Remark on a geometric inequality for closed hypersurfaces in weighted manifolds

TL;DR

This paper establishes sharp geometric inequalities for the boundary of bounded sets in noncompact weighted manifolds with nonnegative Bakry-Émery Ricci curvature, generalizing classical inequalities to the weighted setting.

Contribution

It introduces sharp boundary inequalities in weighted manifolds with nonnegative Ricci curvature, extending classical results and characterizing rigidity cases.

Findings

Inequalities are sharp for both finite and infinite N.

Rigidity occurs when the complement of the set is a twisted product.
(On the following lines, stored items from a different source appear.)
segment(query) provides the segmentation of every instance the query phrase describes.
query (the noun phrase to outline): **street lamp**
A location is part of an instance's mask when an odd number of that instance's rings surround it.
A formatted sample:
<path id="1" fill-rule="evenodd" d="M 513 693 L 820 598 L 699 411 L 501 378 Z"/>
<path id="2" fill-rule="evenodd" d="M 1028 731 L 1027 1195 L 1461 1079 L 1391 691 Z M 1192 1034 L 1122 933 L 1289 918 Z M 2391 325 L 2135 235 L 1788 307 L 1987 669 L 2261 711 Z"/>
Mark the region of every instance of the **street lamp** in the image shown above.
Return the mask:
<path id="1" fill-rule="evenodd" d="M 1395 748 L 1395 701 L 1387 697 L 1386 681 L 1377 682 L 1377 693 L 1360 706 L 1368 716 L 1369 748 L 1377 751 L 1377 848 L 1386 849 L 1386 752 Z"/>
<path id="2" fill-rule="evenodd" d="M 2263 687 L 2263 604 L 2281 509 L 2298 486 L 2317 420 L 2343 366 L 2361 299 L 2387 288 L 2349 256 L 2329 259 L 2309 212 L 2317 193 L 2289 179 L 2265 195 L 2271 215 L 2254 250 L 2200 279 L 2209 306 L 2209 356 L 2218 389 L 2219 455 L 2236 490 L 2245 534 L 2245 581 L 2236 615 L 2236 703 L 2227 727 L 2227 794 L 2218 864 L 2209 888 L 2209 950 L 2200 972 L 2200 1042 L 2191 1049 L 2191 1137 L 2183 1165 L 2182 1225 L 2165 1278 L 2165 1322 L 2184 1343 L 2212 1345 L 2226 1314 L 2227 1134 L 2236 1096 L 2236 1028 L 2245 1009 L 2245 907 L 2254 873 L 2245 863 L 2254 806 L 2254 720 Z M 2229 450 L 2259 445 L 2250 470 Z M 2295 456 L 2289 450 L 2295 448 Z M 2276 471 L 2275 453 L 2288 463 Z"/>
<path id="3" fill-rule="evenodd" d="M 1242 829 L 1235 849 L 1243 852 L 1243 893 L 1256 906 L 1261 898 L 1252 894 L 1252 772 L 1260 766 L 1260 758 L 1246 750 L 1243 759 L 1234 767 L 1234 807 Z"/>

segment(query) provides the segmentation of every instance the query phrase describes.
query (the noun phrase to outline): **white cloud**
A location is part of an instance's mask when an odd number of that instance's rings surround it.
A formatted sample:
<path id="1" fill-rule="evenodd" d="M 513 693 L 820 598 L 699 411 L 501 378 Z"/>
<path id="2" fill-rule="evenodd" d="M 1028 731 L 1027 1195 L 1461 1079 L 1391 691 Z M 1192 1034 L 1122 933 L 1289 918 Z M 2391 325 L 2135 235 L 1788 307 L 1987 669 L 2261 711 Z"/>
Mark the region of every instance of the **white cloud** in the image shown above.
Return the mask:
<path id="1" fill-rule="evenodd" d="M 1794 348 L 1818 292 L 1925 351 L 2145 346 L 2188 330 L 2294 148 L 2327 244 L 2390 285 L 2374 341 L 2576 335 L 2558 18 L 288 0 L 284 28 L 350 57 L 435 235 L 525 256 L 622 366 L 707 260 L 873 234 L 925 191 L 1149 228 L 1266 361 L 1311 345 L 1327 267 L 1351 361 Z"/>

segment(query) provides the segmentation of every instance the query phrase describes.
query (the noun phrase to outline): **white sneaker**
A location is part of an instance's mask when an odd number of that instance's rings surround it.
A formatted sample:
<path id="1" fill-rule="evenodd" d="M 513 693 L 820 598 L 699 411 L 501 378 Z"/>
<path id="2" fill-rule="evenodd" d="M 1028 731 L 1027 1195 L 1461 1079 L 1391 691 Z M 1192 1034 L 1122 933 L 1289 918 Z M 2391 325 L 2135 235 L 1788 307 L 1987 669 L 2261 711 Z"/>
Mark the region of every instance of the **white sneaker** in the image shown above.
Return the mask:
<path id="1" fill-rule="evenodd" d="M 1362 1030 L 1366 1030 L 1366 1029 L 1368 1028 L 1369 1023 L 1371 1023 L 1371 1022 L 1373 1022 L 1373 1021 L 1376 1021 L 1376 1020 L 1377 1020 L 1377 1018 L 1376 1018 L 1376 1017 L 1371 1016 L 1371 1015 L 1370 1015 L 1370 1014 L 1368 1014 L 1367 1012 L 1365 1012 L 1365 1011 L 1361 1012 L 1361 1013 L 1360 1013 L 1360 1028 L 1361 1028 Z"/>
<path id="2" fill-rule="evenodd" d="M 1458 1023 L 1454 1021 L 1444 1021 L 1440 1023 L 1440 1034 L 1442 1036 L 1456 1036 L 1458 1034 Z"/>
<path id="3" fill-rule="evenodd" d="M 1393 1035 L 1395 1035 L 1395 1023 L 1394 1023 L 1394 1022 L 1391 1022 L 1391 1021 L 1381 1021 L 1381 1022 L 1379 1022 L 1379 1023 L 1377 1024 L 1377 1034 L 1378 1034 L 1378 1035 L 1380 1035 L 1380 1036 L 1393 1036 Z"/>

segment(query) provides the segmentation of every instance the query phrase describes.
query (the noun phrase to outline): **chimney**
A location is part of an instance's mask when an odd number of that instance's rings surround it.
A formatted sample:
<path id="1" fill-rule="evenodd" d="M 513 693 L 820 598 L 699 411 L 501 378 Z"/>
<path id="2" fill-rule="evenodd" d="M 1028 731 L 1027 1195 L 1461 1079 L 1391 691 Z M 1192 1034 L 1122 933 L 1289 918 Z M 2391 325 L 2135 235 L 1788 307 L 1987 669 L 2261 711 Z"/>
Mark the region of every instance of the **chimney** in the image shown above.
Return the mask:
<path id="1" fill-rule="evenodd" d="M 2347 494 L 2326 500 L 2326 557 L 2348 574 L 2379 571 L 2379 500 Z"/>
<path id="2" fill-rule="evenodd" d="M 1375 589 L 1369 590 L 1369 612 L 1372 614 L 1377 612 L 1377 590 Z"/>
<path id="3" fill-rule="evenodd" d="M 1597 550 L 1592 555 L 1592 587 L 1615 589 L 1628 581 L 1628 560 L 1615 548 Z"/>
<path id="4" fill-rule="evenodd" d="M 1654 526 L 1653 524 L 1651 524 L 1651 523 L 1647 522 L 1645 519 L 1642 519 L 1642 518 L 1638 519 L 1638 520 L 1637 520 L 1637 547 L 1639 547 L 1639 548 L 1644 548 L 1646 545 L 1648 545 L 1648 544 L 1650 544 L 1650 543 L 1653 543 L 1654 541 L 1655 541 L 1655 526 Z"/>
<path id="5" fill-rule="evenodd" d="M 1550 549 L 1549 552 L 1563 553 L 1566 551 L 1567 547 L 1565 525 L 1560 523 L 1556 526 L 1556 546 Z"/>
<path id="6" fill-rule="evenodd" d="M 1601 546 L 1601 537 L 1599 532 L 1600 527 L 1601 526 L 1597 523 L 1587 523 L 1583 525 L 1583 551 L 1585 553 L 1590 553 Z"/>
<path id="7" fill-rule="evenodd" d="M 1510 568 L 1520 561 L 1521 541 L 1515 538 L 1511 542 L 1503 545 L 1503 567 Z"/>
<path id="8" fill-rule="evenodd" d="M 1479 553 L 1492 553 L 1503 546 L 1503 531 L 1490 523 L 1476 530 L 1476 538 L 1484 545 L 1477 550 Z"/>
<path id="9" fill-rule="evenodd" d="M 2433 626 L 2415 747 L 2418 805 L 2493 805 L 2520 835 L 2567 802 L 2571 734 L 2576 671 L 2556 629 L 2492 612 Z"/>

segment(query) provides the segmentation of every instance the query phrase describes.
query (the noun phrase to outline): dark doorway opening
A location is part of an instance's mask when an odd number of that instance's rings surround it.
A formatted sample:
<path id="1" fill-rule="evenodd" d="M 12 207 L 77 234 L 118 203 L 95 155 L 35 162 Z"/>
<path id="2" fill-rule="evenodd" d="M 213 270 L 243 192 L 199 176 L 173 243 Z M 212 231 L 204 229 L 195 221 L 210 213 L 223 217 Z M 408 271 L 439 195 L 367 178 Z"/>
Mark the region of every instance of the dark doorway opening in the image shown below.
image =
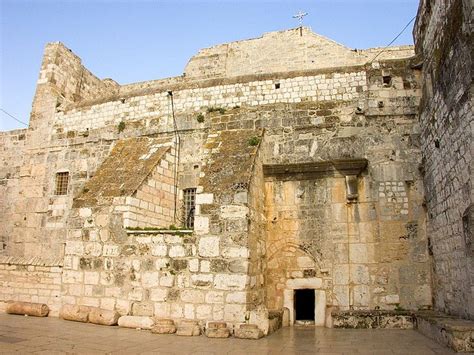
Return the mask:
<path id="1" fill-rule="evenodd" d="M 314 290 L 295 290 L 295 321 L 314 321 Z"/>

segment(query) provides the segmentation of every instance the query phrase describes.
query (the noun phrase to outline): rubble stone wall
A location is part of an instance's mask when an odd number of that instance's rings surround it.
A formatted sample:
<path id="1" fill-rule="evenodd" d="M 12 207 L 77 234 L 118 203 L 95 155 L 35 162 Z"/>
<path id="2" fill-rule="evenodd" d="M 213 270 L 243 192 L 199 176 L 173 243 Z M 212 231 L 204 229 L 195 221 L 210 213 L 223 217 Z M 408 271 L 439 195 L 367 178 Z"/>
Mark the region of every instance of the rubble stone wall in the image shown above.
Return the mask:
<path id="1" fill-rule="evenodd" d="M 474 319 L 472 2 L 422 1 L 420 123 L 438 310 Z"/>

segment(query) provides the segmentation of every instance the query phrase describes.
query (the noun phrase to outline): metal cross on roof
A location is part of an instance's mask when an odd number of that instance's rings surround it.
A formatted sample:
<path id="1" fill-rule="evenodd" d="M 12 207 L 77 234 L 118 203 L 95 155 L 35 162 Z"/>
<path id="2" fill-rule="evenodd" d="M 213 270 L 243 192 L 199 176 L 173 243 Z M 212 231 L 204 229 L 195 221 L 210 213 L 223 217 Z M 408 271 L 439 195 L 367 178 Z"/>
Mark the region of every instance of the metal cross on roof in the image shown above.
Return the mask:
<path id="1" fill-rule="evenodd" d="M 296 15 L 293 16 L 293 18 L 297 18 L 300 22 L 300 26 L 303 25 L 303 17 L 308 15 L 307 12 L 299 11 Z"/>

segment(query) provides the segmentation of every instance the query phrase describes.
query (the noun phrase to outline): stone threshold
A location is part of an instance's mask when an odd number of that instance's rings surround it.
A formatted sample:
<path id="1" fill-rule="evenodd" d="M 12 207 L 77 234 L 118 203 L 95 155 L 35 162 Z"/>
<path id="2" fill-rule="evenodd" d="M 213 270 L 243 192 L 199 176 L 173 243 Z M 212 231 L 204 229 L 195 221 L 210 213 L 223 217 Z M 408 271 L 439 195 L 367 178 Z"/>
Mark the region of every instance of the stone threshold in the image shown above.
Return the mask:
<path id="1" fill-rule="evenodd" d="M 415 314 L 420 333 L 456 352 L 474 351 L 474 321 L 435 311 Z"/>

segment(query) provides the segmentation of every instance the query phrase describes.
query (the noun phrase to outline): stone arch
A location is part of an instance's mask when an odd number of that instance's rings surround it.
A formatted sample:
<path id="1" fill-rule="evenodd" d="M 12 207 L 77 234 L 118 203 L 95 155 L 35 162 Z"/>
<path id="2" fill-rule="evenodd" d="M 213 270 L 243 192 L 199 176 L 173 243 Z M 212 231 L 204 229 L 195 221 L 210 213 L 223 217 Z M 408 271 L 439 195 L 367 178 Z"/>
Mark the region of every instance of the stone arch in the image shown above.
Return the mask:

Generalizes Willmore-type inequality to weighted manifolds.

Abstract

In this paper we consider noncompact smooth metric measure spaces $(M, g,e^{-f}dvol_{g})$ of nonnegative Bakry-\'Emery Ricci curvature, i.e. $Ric + D^{2}f - \frac{1}{N}df \otimes df \geq 0$, for $0< N \leq \infty$, in order to obtain geometric inequalities for the boundary of a given open and bounded set $\Omega\subset M$, with regular boundary $\partial \Omega$. Our inequalities are sharp for both the cases $N< \infty$ and $N= \infty$, provided that the underlying ambient space has large weighted volume growth. The rigidity obtained for the $N=\infty$ case holds true precisely when $M \setminus \Omega$ is isometric to a twisted product metric and, as such, is a generalization of the Willmore-type inequality for nonnegative Ricci curvature from Agostiniani, Fagagnolo and Mazzieri to the context of weighted manifolds.